Aclamado por agregar inclusão a grandes blockbusters enquanto quebra recordes de bilheteria no caminho, Chu promete repetir o feito no longa que chega aos cinemas nesta quinta-feira (21). Seu filme encanta com um visual esteticamente deslumbrante, com cenários quase que inteiramente construídos de verdade, e entrega Ariana Grande e Cynthia Erivo ao panteão de parcerias inesquecíveis da sétima arte.
Aqui, o diretor não apenas formata o musical dos palcos para uma versão fechada pelos limites da câmera. Chu adiciona seus próprios floreios ao material de origem, potencializando ainda mais as cenas musicais e utilizando as possibilidades do cinema (os planos fechados, longos e travellings) para dar mais intensidade aos mesmos.

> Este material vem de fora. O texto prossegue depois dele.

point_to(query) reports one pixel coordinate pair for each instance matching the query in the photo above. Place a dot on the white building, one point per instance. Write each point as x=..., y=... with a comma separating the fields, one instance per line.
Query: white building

Inspirado no livro "Maligna", de Gregory Maguire, e no musical fenômeno com libreto de Winnie Holzman, "Wicked" conta uma história que precede aquela abordada em "O Mágico de Oz" (1939), que começa quando Dorothy e Totó são levados para um mundo mágico com uma estrada de tijolos amarelos. Aqui, ouvimos o outro lado dessa trama, que começa quando uma jovem, desajustada (e verde) Elphaba Thropp é forçada a dividir um quarto com a delicada e popular Galinda na Universidade Shiz.
O jogo de opostos protagonizado por Elphaba e Glinda é, sim, a força-motriz desta história, mas também é nada mais do que uma cortina que camufla algo maior escondido nas entranhas desta saga de fantasia. E entender e dar o foco necessário a isso é o grande acerto e o maior diferencial da versão para as telas.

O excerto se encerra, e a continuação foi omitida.